🤖 AI Summary
Traditional chat-based natural language interaction struggles to effectively handle structured information and complex tasks due to mismatches in data modality, high input entropy, and the absence of persistent state. This work proposes a novel paradigm—Software as Content (SaC)—which, for the first time, positions dynamically generated agent application interfaces as the central medium for human-agent interaction. By leveraging actionable interface elements to guide agent behavior and establishing a persistently evolvable shared interaction layer, SaC significantly enhances interaction efficiency and task adaptability across selection, exploration, and execution tasks.
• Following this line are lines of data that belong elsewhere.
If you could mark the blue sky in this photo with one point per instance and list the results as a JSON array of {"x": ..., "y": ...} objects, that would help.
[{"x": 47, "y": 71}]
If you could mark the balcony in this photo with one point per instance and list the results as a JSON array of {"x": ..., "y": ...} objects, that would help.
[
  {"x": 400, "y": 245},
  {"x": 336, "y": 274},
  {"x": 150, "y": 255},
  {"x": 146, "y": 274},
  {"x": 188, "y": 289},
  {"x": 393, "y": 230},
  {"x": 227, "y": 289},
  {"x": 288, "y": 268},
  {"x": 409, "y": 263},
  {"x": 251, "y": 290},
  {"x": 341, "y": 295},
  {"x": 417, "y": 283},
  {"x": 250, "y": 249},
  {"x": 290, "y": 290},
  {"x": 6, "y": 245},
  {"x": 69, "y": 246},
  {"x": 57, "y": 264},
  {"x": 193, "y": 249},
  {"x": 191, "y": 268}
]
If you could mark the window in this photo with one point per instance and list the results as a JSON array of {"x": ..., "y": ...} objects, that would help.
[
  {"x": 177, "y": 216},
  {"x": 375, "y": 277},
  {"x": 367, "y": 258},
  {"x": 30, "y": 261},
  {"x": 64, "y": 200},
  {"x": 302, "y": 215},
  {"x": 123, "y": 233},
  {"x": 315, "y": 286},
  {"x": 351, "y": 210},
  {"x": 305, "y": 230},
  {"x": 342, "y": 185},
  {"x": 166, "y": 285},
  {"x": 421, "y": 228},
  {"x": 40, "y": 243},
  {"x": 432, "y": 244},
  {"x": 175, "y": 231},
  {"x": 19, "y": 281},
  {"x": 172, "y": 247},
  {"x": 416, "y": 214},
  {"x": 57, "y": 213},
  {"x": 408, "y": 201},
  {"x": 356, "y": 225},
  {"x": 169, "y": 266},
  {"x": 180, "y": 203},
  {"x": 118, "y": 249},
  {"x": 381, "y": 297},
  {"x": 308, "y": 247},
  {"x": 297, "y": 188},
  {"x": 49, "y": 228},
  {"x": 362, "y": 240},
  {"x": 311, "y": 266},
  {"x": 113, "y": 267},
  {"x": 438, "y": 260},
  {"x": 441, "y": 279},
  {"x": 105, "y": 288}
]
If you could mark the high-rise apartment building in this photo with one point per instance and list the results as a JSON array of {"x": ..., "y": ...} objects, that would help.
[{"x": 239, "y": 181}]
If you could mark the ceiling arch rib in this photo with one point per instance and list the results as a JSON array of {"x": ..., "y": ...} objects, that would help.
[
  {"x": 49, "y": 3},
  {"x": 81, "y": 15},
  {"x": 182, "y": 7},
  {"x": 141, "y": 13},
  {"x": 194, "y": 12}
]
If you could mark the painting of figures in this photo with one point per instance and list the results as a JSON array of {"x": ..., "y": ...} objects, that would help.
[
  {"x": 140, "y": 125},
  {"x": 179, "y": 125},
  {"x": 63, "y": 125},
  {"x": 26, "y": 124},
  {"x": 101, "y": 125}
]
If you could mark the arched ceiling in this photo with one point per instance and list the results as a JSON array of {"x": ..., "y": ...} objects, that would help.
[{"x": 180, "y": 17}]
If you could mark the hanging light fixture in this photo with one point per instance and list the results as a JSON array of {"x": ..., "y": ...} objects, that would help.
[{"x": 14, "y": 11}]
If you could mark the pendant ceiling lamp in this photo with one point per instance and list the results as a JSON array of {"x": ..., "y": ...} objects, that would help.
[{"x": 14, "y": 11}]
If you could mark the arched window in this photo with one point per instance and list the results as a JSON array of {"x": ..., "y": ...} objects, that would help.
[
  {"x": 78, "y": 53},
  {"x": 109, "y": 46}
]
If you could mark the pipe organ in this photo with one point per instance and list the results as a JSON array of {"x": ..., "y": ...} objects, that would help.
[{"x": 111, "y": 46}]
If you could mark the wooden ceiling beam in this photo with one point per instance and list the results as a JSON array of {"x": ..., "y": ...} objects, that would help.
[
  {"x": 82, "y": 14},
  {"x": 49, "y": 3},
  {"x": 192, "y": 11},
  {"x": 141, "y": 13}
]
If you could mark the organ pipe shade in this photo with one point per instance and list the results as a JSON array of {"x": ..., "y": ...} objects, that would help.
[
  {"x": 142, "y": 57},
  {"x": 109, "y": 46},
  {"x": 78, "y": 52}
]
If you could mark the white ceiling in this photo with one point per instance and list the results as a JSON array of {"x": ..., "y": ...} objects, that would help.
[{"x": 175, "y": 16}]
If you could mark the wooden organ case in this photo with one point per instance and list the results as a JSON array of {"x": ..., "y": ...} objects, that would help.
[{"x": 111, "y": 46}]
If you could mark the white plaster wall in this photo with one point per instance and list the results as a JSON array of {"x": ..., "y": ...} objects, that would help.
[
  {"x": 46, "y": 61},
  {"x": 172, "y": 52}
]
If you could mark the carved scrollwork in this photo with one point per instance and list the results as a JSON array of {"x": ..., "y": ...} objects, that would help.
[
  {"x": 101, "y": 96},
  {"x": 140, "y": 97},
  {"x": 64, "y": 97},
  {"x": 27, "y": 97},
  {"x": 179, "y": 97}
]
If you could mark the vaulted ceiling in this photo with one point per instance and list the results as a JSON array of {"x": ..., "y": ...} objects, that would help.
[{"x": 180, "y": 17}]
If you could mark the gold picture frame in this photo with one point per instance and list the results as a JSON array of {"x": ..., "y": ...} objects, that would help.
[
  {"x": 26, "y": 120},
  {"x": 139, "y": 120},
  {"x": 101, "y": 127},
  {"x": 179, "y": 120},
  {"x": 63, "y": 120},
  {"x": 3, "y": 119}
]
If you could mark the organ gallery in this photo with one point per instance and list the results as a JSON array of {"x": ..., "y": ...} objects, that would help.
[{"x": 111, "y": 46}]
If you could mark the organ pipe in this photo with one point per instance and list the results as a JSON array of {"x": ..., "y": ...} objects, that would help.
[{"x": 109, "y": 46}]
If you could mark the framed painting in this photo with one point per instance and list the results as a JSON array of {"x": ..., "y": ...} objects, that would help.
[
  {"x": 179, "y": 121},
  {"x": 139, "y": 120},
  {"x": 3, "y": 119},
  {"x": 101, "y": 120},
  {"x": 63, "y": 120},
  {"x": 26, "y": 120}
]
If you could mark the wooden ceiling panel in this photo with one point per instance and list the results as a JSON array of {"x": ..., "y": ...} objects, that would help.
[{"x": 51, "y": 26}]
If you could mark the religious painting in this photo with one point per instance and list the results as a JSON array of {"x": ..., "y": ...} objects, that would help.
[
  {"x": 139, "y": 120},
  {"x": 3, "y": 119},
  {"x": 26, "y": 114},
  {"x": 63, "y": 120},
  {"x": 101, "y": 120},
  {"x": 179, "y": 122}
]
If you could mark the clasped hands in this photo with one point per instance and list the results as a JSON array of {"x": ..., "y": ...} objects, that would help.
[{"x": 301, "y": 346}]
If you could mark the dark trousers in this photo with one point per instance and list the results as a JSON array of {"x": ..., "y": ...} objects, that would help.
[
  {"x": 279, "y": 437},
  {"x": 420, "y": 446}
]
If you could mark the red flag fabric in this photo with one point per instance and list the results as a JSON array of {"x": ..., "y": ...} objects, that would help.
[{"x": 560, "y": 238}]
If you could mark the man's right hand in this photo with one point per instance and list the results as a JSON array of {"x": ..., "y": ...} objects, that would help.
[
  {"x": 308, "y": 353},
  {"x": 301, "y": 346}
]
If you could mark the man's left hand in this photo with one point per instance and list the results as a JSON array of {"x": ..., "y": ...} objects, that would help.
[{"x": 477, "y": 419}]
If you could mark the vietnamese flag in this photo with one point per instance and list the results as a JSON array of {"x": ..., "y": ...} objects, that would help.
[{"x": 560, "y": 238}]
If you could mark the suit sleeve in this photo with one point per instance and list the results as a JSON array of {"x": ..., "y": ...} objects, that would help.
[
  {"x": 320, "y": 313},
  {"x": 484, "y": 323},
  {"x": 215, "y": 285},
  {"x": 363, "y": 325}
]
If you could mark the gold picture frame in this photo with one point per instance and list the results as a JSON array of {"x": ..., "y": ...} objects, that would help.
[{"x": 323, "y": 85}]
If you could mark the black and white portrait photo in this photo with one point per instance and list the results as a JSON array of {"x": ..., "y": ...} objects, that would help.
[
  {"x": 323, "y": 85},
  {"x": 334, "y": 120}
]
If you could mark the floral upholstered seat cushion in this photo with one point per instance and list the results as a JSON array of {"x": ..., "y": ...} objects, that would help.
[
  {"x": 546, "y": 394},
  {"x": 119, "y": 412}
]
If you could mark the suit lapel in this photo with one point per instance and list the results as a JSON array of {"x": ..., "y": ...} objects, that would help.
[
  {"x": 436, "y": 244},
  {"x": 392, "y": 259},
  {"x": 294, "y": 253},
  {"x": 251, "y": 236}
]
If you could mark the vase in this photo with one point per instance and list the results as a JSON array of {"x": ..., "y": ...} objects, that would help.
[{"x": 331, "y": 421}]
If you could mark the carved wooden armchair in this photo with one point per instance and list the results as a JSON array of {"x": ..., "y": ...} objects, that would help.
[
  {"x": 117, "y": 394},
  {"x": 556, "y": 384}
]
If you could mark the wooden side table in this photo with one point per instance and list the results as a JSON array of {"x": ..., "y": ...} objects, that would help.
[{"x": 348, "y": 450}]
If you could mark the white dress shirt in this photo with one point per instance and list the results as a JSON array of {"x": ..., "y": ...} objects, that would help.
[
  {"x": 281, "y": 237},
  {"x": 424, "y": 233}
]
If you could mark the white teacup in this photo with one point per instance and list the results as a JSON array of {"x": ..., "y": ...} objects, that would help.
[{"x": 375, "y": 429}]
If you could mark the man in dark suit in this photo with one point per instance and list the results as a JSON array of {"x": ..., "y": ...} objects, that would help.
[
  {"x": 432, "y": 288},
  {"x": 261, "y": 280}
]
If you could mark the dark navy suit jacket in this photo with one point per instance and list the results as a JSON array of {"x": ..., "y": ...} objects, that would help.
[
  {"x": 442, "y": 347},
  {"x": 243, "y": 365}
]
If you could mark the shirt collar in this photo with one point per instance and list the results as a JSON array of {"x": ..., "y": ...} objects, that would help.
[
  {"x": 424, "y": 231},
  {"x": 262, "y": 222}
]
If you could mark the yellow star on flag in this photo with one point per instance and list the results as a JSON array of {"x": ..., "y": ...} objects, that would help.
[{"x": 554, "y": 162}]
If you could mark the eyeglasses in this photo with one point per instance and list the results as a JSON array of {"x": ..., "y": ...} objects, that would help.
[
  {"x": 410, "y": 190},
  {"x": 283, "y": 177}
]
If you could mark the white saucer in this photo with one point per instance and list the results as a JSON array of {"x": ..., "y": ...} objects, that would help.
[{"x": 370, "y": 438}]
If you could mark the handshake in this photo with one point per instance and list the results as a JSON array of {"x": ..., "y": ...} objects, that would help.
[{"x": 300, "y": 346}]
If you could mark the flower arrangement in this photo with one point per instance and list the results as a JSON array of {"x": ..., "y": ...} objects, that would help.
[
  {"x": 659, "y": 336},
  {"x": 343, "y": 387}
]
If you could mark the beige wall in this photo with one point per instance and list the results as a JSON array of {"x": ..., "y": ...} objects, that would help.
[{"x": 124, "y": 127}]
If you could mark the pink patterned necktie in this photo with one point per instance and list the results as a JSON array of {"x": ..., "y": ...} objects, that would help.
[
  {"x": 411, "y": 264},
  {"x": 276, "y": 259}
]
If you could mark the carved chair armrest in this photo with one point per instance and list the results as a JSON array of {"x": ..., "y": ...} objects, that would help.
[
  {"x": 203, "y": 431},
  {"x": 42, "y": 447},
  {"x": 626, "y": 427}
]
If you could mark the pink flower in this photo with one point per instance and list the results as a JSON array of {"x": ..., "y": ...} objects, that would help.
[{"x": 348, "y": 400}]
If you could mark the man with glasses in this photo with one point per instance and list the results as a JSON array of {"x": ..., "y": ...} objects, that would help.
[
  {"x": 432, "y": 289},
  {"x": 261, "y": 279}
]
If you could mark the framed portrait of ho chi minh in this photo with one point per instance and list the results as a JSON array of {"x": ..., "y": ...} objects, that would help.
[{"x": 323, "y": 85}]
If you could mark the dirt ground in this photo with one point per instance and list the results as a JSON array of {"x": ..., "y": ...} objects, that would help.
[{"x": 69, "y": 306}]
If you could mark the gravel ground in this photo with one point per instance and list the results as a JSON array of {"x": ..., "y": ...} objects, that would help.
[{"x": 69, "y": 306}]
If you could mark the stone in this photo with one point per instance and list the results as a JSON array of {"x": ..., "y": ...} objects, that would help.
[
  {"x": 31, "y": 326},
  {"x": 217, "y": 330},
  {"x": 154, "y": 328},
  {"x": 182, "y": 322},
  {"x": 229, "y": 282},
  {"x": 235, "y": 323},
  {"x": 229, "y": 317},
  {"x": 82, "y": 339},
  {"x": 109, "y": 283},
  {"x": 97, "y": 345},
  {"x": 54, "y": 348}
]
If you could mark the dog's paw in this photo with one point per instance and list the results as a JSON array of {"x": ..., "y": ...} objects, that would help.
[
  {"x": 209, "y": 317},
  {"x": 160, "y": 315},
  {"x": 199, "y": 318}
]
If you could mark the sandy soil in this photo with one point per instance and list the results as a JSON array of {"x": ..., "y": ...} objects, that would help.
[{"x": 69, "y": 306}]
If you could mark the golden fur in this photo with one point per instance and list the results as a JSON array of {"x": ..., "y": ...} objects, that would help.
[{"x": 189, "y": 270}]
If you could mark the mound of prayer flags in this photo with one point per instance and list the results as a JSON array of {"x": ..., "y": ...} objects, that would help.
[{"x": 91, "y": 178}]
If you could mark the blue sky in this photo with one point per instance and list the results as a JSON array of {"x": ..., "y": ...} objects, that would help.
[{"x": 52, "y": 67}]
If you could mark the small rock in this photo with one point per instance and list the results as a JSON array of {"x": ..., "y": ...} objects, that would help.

Grounded in a human-agent-environment interaction model and informed by interface evolution design principles, the approach integrates structured rendering with user feedback-driven mechanisms, thereby clarifying the operational boundaries within which natural language interaction excels.
📝 Abstract
Chat-based natural language interfaces have emerged as the dominant paradigm for human-agent interaction, yet they fundamentally constrain engagement with structured information and complex tasks. We identify three inherent limitations: the mismatch between structured data and linear text, the high entropy of unconstrained natural language input, and the lack of persistent, evolving interaction state. We introduce Software as Content (SaC), a paradigm in which dynamically generated agentic applications serve as the primary medium of human-agent interaction. Rather than communicating through sequential text exchange, this medium renders task-specific interfaces that present structured information and expose actionable affordances through which users iteratively guide agent behavior without relying solely on language. These interfaces persist and evolve across interaction cycles, transforming from transient responses into a shared, stateful interaction layer that progressively converges toward personalized, task-specific software. We formalize SaC through a human-agent-environment interaction model, derive design principles for generating and evolving agentic applications, and present a system architecture that operationalizes the paradigm. We evaluate across representative tasks of selection, exploration, and execution, demonstrating technical viability and expressive range, while identifying boundary conditions under which natural language remains preferable. By reframing interfaces as dynamically generated software artifacts, SaC opens a new design space for human-AI interaction, positioning dynamic software as a concrete and tractable research object.